Before proceeding, we need you to confirm your email address:

<%= @confirmation_url %>

If you need any help or run into any issues:

mentor@alumniei.pt

The portuguese version goes in the file app/views/registrations_mailer/confirmation.pt.text.erb.

Rendering a different template based on the locale is handled by ActionView, so this works for mailer templates and controller templates.

Now that the mailer is done, I need to trigger the delivery of the email. I’ll change the registrations controller directly:

1
2
3
4
5
6
7
8
9
10
11
12
13
14
15
16
# app/controllers/registrations_controller.rb
class RegistrationsController < ApplicationController
  def create
    User.transaction do
      @user = User.student.confirmation_pending.create(create_params)

      if @user.valid?
        RegistrationsMailer.with(user: @user).confirmation.deliver_now!

        render status: :created
      else
        render :new, status: :bad_request
      end
    end
  end
end

This is a basic approach for a basic project. It is sending the email messages synchronously, inside a database transaction. This is not the best approach, but given the low volume we’re expecting, it’s good enough. The database transaction is there to avoid creating a user record if the email message sending fails.

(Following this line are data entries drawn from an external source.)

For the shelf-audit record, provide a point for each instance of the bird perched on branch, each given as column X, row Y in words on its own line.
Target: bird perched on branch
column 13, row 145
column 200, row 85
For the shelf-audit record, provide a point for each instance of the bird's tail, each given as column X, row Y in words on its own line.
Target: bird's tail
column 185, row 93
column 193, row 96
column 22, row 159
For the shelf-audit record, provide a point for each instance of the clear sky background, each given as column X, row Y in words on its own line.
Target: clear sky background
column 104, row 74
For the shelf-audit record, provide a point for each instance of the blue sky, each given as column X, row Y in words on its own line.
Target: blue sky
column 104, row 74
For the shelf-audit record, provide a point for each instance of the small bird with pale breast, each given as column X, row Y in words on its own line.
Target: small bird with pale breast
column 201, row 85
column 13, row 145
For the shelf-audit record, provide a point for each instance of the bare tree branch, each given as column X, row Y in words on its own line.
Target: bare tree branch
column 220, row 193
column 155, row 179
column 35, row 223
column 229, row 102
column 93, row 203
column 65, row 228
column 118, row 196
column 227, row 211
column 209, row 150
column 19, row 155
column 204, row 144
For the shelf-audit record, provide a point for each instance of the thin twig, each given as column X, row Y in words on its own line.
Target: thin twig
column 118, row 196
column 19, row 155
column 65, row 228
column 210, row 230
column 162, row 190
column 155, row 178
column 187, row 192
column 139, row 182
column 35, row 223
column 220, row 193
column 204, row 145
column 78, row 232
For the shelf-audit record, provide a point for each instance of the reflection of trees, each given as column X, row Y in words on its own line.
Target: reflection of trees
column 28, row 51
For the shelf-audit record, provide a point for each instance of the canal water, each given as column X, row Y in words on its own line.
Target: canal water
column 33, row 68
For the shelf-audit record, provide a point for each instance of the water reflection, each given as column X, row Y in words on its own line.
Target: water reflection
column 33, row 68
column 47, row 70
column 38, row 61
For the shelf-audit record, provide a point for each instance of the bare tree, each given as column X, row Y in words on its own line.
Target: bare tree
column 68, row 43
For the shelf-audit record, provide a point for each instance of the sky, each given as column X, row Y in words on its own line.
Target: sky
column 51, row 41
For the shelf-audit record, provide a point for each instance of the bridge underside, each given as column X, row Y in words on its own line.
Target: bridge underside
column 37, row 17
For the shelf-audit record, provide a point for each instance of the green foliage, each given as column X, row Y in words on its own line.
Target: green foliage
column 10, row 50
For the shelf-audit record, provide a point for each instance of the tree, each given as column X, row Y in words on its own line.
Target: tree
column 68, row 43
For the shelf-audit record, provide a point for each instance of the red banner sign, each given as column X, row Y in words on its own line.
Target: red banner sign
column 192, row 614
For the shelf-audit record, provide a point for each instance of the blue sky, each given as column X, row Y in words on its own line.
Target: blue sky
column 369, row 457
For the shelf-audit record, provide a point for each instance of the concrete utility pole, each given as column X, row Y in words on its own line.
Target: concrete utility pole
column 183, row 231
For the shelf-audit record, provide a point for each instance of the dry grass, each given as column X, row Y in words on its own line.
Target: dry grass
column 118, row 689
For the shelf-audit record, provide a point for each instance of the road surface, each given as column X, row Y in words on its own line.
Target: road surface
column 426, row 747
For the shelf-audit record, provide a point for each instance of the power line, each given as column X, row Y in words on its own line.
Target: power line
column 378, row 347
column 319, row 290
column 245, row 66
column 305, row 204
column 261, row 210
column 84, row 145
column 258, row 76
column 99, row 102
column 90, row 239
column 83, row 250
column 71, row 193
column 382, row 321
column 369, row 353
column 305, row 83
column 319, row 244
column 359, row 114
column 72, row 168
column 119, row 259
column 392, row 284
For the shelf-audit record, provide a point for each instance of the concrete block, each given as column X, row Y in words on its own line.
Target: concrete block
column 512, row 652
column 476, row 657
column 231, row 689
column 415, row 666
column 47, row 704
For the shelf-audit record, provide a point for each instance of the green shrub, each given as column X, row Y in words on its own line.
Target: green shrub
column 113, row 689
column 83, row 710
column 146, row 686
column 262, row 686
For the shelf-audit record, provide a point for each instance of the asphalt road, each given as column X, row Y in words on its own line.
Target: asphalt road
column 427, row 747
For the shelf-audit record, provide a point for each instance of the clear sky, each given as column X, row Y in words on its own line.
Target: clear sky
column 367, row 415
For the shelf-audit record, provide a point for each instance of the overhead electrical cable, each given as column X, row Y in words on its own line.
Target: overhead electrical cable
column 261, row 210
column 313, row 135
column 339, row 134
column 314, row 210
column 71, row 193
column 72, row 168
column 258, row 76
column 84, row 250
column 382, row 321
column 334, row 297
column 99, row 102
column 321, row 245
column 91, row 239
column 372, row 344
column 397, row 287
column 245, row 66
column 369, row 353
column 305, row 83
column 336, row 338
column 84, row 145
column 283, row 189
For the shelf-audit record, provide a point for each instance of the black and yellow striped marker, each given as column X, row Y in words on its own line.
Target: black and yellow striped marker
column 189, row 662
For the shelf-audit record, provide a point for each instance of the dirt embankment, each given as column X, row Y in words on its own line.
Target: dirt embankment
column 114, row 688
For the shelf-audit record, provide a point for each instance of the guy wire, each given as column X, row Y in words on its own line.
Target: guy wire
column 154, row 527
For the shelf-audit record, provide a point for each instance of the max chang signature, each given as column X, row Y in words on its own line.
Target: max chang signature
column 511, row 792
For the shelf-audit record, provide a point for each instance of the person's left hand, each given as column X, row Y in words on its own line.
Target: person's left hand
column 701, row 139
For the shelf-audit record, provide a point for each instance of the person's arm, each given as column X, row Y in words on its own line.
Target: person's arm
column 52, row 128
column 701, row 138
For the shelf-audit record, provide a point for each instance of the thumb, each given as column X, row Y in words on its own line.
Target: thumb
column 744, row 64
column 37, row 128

In some projects, at this point I’d consider extracting the registration logic into its own class / method / service. Something redundant, like app/services/registrations.rb with a Registrations::create method. I’m not having any of that in this project unless the controller gets really messy.

Wrapping up

I have a base rails project with my personal tweaks.

I learned about globalid, and how it interacts with ActiveJob and ActionMailer. This has been around since rails 4.2, which is probably a lesson in refreshing your knowledge and questioning your assumptions from time to time. The only reason I noticed that this was a thing was that I was reading through Action Mailer Basics guide and noticed that they’re using params[:user] instead of params[:id].

I learned a few new rails conventions for email translations: using default_i18n_subject and adding the locale to the view filename.

I ran into a limitation when using database defaults and had to work around it by adding a after_create :reload workaround. I usually have rails handle the default value generation, and I guess this is a good reason to keep doing that. Fixing this limitation may be a good candidate for a code contribution.

I’m using this application to experiment with a “back to basics” approach. After many years of working with API only microservices and javascript applications, relearning the basics of an html serving rails application feels kind of new.